No que tange à qualidade de vida, o serviço público de saneamento básico desempenha um papel essencial para a população com importantes consequências em áreas como saúde, meio ambiente e desenvolvimento socioeconômico. Em sentido amplo, o saneamento abrange os serviços de abastecimento de água, esgotamento sanitário, resíduos sólidos e drenagem urbana.

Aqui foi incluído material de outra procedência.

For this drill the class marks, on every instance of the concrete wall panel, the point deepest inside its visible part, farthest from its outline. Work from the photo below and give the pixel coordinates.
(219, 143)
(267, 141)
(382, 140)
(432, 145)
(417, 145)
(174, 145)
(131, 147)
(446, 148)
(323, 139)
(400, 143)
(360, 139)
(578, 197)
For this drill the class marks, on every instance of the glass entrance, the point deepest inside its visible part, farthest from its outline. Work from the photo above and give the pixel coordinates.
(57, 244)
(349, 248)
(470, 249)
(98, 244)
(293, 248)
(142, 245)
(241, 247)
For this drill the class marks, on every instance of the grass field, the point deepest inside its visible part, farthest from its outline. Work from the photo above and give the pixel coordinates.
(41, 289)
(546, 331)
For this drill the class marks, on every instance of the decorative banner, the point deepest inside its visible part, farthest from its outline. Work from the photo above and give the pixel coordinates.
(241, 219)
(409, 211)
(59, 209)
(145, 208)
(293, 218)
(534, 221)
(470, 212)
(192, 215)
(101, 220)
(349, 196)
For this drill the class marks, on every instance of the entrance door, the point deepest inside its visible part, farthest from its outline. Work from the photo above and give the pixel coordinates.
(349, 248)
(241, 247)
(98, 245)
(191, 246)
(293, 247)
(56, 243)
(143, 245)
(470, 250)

Em 2015 representantes dos 193 Estados-membros da Organização das Nações Unidas (ONU) reconheceram que a erradicação da pobreza em todas as suas formas e dimensões é o maior desafio global e um requisito indispensável para o desenvolvimento. A Agenda 2030 é um plano de ação global que indica 17 Objetivos de Desenvolvimento Sustentável (ODS) para erradicar a pobreza e promover vida digna para todos, dentro dos limites do planeta. Todos os ODS são integrados e indivisíveis, e mesclam, de forma equilibrada, as três dimensões do desenvolvimento sustentável: a econômica, a social e a ambiental. O Objetivo 6 (Assegurar a disponibilidade e a gestão sustentável da água e saneamento para todos) traz como parte de uma de suas metas alcançar até 2030 o acesso a saneamento e higiene adequados e equitativos para todos (NAÇÕES UNIDAS, 2021).

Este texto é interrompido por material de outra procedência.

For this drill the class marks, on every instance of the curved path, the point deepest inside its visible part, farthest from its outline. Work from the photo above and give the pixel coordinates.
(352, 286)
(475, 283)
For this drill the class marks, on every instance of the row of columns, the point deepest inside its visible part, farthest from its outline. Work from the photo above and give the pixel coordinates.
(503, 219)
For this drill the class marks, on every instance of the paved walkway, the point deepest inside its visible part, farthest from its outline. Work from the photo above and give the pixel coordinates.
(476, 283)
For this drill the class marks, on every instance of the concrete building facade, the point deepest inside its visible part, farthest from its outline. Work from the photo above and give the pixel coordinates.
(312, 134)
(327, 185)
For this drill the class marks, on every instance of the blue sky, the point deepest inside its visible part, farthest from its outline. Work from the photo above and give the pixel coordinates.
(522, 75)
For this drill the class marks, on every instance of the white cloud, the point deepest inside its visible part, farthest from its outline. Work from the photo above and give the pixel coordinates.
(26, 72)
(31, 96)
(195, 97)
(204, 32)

Em termos de saneamento básico, o Brasil ainda convive, segundo dados do Instituto Brasileiro de Geografia e Estatística – IBGE, com um déficit de 34,1 milhões de domicílios sem serviço de esgotamento sanitário, o que representa 49,9% do total. Na região Nordeste, conforme dados da Pesquisa Nacional de Saneamento Básico, 13,6 milhões de domicílios não possuíam o serviço em 2017, representando 74,6% do total da região (IBGE, 2020).

Diversas razões podem estar relacionadas ao déficit de serviço de esgotamento no País, entre elas: a disponibilidade de recursos para a expansão das redes de esgotamento, as dificuldades para execução dos investimentos, a ineficiência na gestão empresarial dos prestadores e a necessidade de equacionar questões político-institucionais (GALVÃO JUNIOR; PAGANINI, 2009; OLIVEIRA; SCAZUFCA; MARCATO, 2011).

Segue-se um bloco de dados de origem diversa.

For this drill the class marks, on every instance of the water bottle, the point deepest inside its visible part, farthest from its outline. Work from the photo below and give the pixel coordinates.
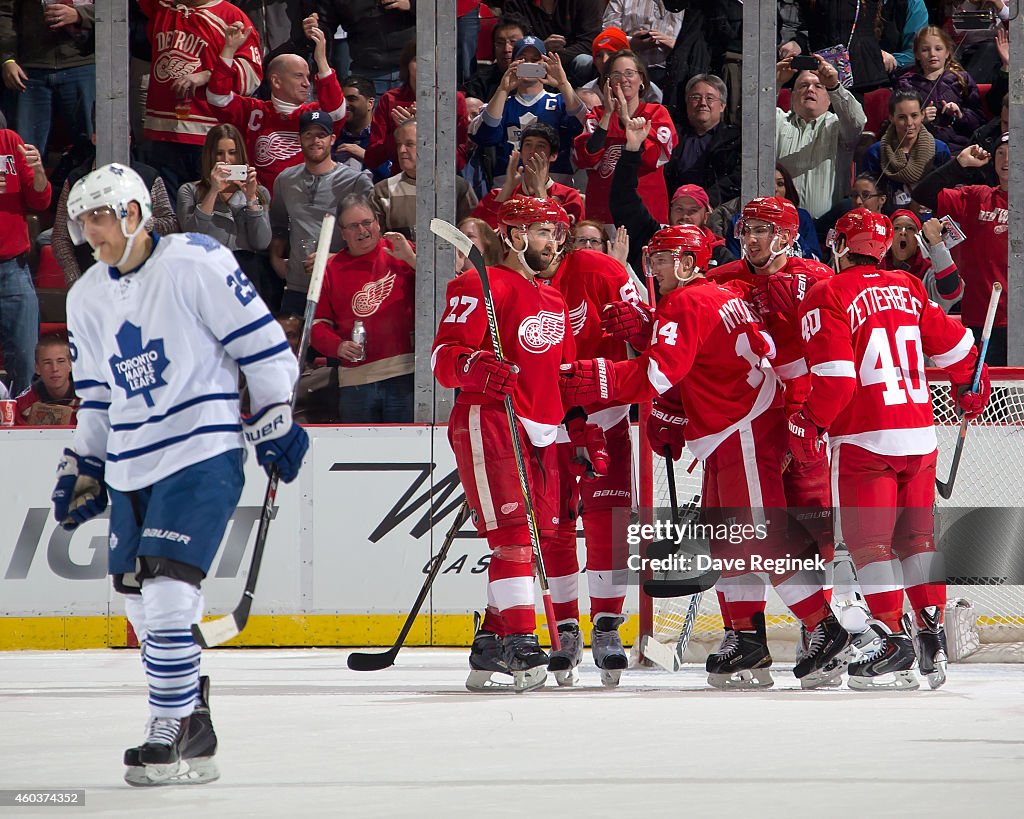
(359, 337)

A Lei Federal nº 11.445, de 05 de janeiro de 2007, reconhecida como o marco legal do setor de saneamento básico, trata das atividades de regulação como condição para a validade dos contratos e incluem a sua interpretação e a fixação de critérios para sua execução, por meio da edição de normas relativas a dimensões técnica, econômica e social de prestação dos serviços (BRASIL, 2007).

Em 15 de julho de 2020 foi publicada a Lei Federal no 14.026 que atualiza o marco legal de 2007 com a finalidade de aprimorar as condições estruturais do saneamento básico no País. Destaca-se que o principal objetivo da nova lei é universalizar e qualificar a prestação dos serviços no setor de saneamento, e que a meta do Governo Federal é alcançar a universalização até 2033 garantindo que 99% da população brasileira tenha acesso à água potável e 90% a coleta e tratamento de esgotos. (BRASIL, 2020a).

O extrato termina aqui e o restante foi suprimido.